DVD continues to amaze.

‘Not in our wildest dreams’ did anyone expect the format to accelerate ‘from zero to 60 in about three years, ’ said International Recording Media Association president Charles Van Horn, introducing IRMA’s latest statistical review of the optical media market at a news conference in New York today.

This year, Van Horn continued, DVD will achieve the ‘very difficult’ goal of a 10% penetration of U.S. households. IRMA has regularly upgraded its estimate of the installed base of players, as sales exceeded predictions, and now projects 175 million DVD-capable machines will be in homes around the world by 2004. The total includes stand-alone players, personal computers and DVD-playing game consoles like Sony’s PlayStation 2.
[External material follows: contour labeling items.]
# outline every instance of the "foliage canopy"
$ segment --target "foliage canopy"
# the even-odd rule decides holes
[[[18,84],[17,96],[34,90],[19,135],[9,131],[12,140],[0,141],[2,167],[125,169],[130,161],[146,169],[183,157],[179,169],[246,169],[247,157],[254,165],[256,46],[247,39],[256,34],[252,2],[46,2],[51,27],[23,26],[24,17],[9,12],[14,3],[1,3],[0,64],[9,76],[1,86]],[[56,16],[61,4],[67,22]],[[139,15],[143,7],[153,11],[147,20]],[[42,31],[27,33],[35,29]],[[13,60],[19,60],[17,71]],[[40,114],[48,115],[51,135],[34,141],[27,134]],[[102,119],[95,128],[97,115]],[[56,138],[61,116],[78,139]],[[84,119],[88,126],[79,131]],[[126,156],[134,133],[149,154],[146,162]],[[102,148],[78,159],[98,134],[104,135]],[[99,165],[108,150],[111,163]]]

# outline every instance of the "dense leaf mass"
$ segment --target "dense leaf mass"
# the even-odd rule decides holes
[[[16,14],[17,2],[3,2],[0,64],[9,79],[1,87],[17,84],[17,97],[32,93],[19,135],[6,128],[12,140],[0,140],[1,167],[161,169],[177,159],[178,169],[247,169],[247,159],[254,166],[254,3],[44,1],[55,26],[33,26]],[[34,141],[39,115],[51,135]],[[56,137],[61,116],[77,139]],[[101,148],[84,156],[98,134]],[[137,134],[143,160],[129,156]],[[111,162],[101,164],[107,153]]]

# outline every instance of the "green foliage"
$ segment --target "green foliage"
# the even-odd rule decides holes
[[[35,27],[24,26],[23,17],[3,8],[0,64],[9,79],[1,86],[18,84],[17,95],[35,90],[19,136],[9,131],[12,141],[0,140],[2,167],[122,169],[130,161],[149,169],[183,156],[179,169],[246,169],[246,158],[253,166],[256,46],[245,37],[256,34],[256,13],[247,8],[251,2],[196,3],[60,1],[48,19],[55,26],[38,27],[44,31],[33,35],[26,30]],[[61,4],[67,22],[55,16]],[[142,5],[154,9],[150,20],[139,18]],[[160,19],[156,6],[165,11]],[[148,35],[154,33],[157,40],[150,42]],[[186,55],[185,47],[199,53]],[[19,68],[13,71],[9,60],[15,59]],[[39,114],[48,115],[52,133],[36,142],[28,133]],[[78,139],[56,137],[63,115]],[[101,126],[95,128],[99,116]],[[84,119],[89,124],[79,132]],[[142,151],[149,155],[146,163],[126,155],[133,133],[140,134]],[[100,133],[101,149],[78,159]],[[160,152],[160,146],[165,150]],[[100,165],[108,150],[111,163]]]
It does not include DVD Audio, which has proved harder to launch ‘than anticipated,’ Van Horn noted. He doesn’t expect much in the way of audio player availability until next year, with another 18 to 24 months required to build catalog.

DVD and VHS remain on friendly terms, according to Van Horn. ‘If there’s been any decline [in cassette duplication], it has been gradual,’ he said. Duplicators are reporting another strong year, in part because consumers ‘still want’ VCRs.

IRMA sticks to its earlier estimate that the two formats can continue to coexist for the next three or four years. DVD, however, has made inroads in one genre never comfortable with tape: music videos.

BMG Entertainment V.P. Louis Vaccarelli, speaking at the IRMA meeting held in BMG’s New York offices, said DVD sales of pop groups and individual artists have topped 1 million discs so far this year. ‘Kids don’t watch them once, they watch them three or four times,’ he said. The extras account for much of the interest, he added.

The music market ‘never existed’ for VHS, so this is ‘incremental business,’ Van Horn said.